Cointelegraph pulled together commentary from multiple sources suggesting that bitcoin's bottom is close or just recently past. For example, the site called attention to a tweet from David Puell of Cathie Wood's ARK Invest. He pointed to some numbers that suggest the bitcoin market might not be as bearish as is widely believed.
Puell looked at the cost basis for long- and short-term holders and found that those who have held bitcoin longer paid less in aggregate for their bitcoin than those who bought theirs recently. As a result, short-term holders are feeling the pain of bitcoin's plunge more than long-term holders.
Has Bitcoin bottomed out?
Of course, even without the math, his statement is clear because anyone who bought bitcoin toward the end of last year or early this year has lost a sizable chunk of change on their trade. Hopefully, they're HODLing (holding on for dear life) tightly in hopes that the cryptocurrency will reach the price they paid again.
At any rate, well-known analyst Root responded to Puell's tweet by saying that he sees a "high likelihood we either had or are really close to a bottom." Cointelegraph also called attention to the well-known on-chain metric called the Mayer Multiple.
The indicator shows how far bitcoin's price is below its 200-day moving average. On June 22, it displayed a reading of 50% below the 200-day moving average, a level it has only been at during 2% of the cryptocurrency's lifetime.
Crypto entrepreneur Kyle Chasse noted that macroeconomic conditions are different this time around, but he believes it would be a good idea to keep an eye on the indicator.
Chasse's point about macro conditions is critical. These are unprecedented times, and bitcoin is still a relatively new asset class. The fact that bitcoin is being affected by non-crypto macro factors suggests that it is finally maturing and that institutional investors are becoming comfortable with it.
Edward Moya of OANDA said in an email on Wednesday that a consolidation could be just around the corner for bitcoin because he believed the challenging macro environment was close to being fully priced in.
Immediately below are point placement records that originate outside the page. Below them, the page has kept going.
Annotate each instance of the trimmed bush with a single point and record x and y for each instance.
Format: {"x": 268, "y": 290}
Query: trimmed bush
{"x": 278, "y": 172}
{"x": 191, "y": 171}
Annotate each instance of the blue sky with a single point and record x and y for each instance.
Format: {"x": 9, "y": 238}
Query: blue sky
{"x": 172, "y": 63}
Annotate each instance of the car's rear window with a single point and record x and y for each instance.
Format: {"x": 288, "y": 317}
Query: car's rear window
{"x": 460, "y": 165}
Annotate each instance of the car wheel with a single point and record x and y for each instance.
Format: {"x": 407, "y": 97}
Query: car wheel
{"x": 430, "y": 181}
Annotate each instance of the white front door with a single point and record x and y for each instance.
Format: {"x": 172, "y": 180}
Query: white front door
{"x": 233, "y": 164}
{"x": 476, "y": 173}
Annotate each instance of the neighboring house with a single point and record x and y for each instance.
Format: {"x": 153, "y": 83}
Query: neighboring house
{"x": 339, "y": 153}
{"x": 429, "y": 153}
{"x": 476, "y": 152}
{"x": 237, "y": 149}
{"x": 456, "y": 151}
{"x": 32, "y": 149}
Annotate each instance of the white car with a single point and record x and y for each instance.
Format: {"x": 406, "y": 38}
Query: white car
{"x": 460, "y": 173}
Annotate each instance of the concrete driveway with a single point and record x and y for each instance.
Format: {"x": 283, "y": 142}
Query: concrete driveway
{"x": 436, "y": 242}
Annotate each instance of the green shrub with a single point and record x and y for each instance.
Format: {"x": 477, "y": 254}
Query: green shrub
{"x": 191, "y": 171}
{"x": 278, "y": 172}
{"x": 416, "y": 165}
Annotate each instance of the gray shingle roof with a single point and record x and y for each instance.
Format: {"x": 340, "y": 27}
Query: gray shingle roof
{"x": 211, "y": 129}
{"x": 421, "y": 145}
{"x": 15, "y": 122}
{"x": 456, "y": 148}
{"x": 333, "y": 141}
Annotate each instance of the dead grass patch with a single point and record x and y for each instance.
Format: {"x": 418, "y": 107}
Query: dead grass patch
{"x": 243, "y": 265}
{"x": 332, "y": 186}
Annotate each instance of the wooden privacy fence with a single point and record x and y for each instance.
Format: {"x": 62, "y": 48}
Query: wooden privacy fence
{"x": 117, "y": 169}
However, on Thursday, the story was a little different.
"Bitcoin's longer-term outlook is for much higher prices, but no one is confident that the bottom is in place," Moya concluded. "Bitcoin will remain a volatile trade, and the correlation with equities seems like it will last for quite a while."
He also noted that bitcoin was holding around $20,000 as Wall Street tried to figure out how aggressive the Fed would be in fighting inflation. However, he added that bitcoin remains a risky asset and doesn't expect it to trade on crypto-related fundamentals until U.S. stocks reach a "firm bottom."
In short, the "experts" don't actually know and can't know where the bottom will be for bitcoin. As with any investment you expect to recover, it might be wise to hold on until it rallies. After all, bear markets usually offer the lowest asset prices, but the key is to choose assets that will come back when the market rights itself.